Excitement is high at the USC School of Cinematic Arts for the completion of a new building that will house the Institute for Multimedia Literacy and the Interactive Media Division, in addition to other programs.

A digital building · The School of Cinematic Arts’ new building will be used to house the Institute of Multimedia Literacy and several other departments. It will also feature an interactive gallery of student work. – Ralf Cheung | Daily Trojan

According to Douglas Wellman, assistant dean of facilities and operations for SCA, construction on the so-far unnamed building is running ahead of schedule and is expected to be completed in December or January, although the building will not be used until next summer. The design of the building will be similar to the other buildings in the SCA complex.
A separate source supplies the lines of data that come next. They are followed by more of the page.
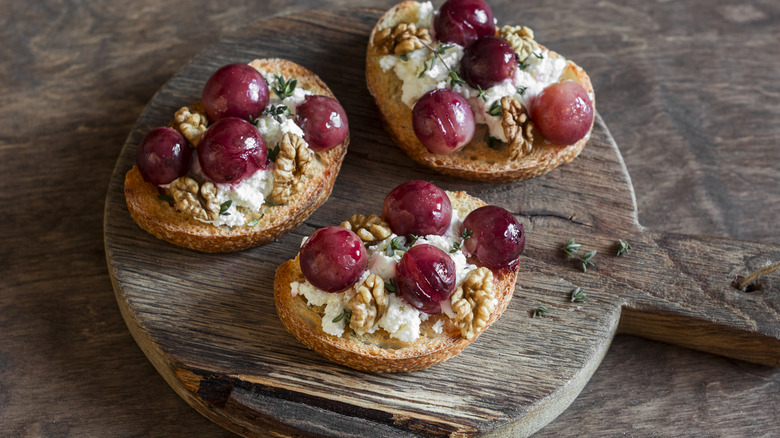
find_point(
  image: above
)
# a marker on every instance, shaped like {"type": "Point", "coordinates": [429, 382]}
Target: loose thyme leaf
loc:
{"type": "Point", "coordinates": [273, 153]}
{"type": "Point", "coordinates": [585, 260]}
{"type": "Point", "coordinates": [284, 87]}
{"type": "Point", "coordinates": [623, 247]}
{"type": "Point", "coordinates": [577, 295]}
{"type": "Point", "coordinates": [539, 312]}
{"type": "Point", "coordinates": [223, 207]}
{"type": "Point", "coordinates": [571, 247]}
{"type": "Point", "coordinates": [495, 109]}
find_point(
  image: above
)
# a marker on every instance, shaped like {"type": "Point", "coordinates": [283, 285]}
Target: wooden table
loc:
{"type": "Point", "coordinates": [688, 89]}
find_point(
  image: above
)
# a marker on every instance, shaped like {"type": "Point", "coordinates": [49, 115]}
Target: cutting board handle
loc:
{"type": "Point", "coordinates": [686, 294]}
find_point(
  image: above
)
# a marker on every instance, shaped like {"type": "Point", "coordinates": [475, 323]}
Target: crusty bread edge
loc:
{"type": "Point", "coordinates": [159, 218]}
{"type": "Point", "coordinates": [304, 323]}
{"type": "Point", "coordinates": [476, 161]}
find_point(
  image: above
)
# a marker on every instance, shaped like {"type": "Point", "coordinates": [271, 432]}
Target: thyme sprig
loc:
{"type": "Point", "coordinates": [277, 111]}
{"type": "Point", "coordinates": [395, 245]}
{"type": "Point", "coordinates": [284, 87]}
{"type": "Point", "coordinates": [455, 78]}
{"type": "Point", "coordinates": [539, 312]}
{"type": "Point", "coordinates": [571, 247]}
{"type": "Point", "coordinates": [623, 248]}
{"type": "Point", "coordinates": [577, 295]}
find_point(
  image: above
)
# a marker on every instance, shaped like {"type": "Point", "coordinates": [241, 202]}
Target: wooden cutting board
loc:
{"type": "Point", "coordinates": [208, 324]}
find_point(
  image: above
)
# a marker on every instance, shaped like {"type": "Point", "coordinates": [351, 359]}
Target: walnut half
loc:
{"type": "Point", "coordinates": [518, 127]}
{"type": "Point", "coordinates": [194, 200]}
{"type": "Point", "coordinates": [521, 38]}
{"type": "Point", "coordinates": [474, 301]}
{"type": "Point", "coordinates": [191, 121]}
{"type": "Point", "coordinates": [368, 304]}
{"type": "Point", "coordinates": [370, 228]}
{"type": "Point", "coordinates": [294, 162]}
{"type": "Point", "coordinates": [403, 38]}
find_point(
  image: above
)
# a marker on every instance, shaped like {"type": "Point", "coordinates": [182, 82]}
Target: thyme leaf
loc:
{"type": "Point", "coordinates": [284, 87]}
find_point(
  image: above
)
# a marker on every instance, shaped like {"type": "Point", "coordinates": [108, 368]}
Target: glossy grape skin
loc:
{"type": "Point", "coordinates": [163, 155]}
{"type": "Point", "coordinates": [425, 277]}
{"type": "Point", "coordinates": [497, 238]}
{"type": "Point", "coordinates": [443, 121]}
{"type": "Point", "coordinates": [333, 259]}
{"type": "Point", "coordinates": [231, 150]}
{"type": "Point", "coordinates": [323, 122]}
{"type": "Point", "coordinates": [562, 113]}
{"type": "Point", "coordinates": [463, 21]}
{"type": "Point", "coordinates": [488, 61]}
{"type": "Point", "coordinates": [419, 208]}
{"type": "Point", "coordinates": [235, 90]}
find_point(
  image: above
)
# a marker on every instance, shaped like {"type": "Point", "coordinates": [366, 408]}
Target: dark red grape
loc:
{"type": "Point", "coordinates": [333, 259]}
{"type": "Point", "coordinates": [562, 112]}
{"type": "Point", "coordinates": [419, 208]}
{"type": "Point", "coordinates": [497, 239]}
{"type": "Point", "coordinates": [488, 61]}
{"type": "Point", "coordinates": [231, 150]}
{"type": "Point", "coordinates": [443, 121]}
{"type": "Point", "coordinates": [163, 155]}
{"type": "Point", "coordinates": [425, 277]}
{"type": "Point", "coordinates": [235, 90]}
{"type": "Point", "coordinates": [463, 21]}
{"type": "Point", "coordinates": [323, 121]}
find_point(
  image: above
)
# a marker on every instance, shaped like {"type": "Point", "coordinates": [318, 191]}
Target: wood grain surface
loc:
{"type": "Point", "coordinates": [698, 133]}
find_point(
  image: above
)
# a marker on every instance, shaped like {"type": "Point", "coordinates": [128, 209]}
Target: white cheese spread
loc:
{"type": "Point", "coordinates": [422, 70]}
{"type": "Point", "coordinates": [401, 320]}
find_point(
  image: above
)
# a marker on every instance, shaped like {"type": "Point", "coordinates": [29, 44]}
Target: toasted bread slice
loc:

“The new building will be in the same style as the previous buildings that began construction in 2007,” Wellman said. “It will continue the theme that combines stucco and stone with a Spanish-tile roof.”
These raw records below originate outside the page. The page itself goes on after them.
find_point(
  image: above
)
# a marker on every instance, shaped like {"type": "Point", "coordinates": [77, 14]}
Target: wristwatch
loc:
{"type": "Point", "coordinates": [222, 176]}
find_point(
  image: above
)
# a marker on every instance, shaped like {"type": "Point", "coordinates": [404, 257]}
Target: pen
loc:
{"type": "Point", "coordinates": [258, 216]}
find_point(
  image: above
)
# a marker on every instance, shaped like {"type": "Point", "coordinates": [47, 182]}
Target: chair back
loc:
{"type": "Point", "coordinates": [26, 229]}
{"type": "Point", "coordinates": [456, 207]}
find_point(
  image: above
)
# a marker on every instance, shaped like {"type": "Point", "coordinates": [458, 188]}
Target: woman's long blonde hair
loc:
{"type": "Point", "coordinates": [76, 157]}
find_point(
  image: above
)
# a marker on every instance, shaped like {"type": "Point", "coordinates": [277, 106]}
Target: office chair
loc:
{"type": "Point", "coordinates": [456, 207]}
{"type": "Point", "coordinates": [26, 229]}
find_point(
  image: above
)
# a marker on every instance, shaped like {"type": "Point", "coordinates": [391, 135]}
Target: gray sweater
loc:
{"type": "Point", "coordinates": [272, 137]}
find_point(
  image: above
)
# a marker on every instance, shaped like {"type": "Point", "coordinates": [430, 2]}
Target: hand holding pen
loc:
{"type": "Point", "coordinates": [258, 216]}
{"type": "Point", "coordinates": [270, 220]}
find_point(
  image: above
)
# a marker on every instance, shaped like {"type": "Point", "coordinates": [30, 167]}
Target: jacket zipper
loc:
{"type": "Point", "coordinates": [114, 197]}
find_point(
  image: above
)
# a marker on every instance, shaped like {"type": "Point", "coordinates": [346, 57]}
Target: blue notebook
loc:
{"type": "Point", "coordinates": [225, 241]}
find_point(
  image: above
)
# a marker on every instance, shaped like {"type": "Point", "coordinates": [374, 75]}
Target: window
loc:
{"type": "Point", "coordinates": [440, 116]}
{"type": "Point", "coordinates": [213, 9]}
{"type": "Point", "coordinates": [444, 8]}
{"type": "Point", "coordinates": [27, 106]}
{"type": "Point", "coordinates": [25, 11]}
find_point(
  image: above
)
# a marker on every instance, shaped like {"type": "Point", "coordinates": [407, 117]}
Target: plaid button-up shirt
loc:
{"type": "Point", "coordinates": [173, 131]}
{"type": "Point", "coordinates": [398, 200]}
IML Director Holly Willis said the new building will provide a wide variety of spaces to accommodate different learning activities and will allow students and faculty to interact across dozens of screens.

“We are very excited about the incredible potential created by the state-of-the-art learning labs,” Willis said.
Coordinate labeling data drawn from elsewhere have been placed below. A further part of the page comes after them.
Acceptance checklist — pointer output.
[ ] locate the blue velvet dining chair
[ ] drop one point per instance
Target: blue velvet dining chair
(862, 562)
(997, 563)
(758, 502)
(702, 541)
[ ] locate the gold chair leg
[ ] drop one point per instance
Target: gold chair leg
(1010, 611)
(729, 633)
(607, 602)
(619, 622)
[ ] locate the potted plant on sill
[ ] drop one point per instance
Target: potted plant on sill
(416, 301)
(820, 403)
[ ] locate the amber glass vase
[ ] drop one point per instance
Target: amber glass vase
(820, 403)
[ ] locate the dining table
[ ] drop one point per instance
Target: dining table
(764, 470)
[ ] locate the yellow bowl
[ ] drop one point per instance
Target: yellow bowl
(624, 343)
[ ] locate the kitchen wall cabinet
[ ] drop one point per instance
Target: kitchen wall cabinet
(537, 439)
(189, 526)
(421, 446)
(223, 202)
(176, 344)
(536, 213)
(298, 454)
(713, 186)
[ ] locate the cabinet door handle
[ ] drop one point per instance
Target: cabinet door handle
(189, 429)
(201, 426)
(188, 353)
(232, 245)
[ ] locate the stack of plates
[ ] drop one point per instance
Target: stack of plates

With the construction of a new facility, the IML, which offers an honors program and a minor, seeks to add a new major in digital media and culture. The IML was founded in 1998 as an educational resource dedicated to changing forms of media and networking.

“We hope it will be approved and available to students in fall 2013,” Willis said. “The new building will become a terrific new site for this new major.”

In addition to an expanded curriculum, some students are looking forward to seeing the IML gain more classroom space on campus.

“The thing I’m looking forward to most about the new building is just having our own space, as many of our classrooms are becoming pretty cramped,” said Chris Swiatek, a junior majoring in interactive entertainment. “The construction of the new building is vital, I think, in the growth and expansion of the interactive program.”

In addition to the IML, the new building will serve as a home for SCA’s IMD and the department’s Game Innovation Lab, both of which are currently located at the Zemeckis Center for Digital Arts on Figueroa Street. Tracy Fullerton, the Game Innovation Lab’s director, said moving into the same building as the IML will have benefits for both programs.

“Having our game design faculty and students working right next to our researchers in creative media … will mean that that work will cross-pollinate and influence each other in new and innovative ways,” Fullerton said. “Because we’re now part of the Cinematic Arts Complex, we are going to be even more integrated into that community.”

The building will also include laboratories, research spaces, offices, classrooms, a seminar room with floor-to-ceiling projection ability and an interactive gallery in the lobby. Fullerton said the showcase space will feature gestural tracking and touch screens as a way for students to display their projects in a public setting.

“The building itself will be ‘aware,’” Fullerton said. “Sensors are being embedded to track the various systems and visitors will be able to interact with the building via Twitter.”

Scott Gowin, a senior majoring in interactive entertainment, said he is eager to see how students use the resources in the building as gaming becomes more popular.

“I may not have much opportunity to use the new building,” Gowin said, “but I look forward to what the next generation of students will do with the monumental resources that are sure to be provided to them.”

The building will also house the media arts and practices Ph.D. program, online multiplayer game design, interactive architecture, immersive, mobile and environmental media, crowd-sourced cinema, transmedia storytelling, alternate reality games and augmented-reality and mixed-reality experience design.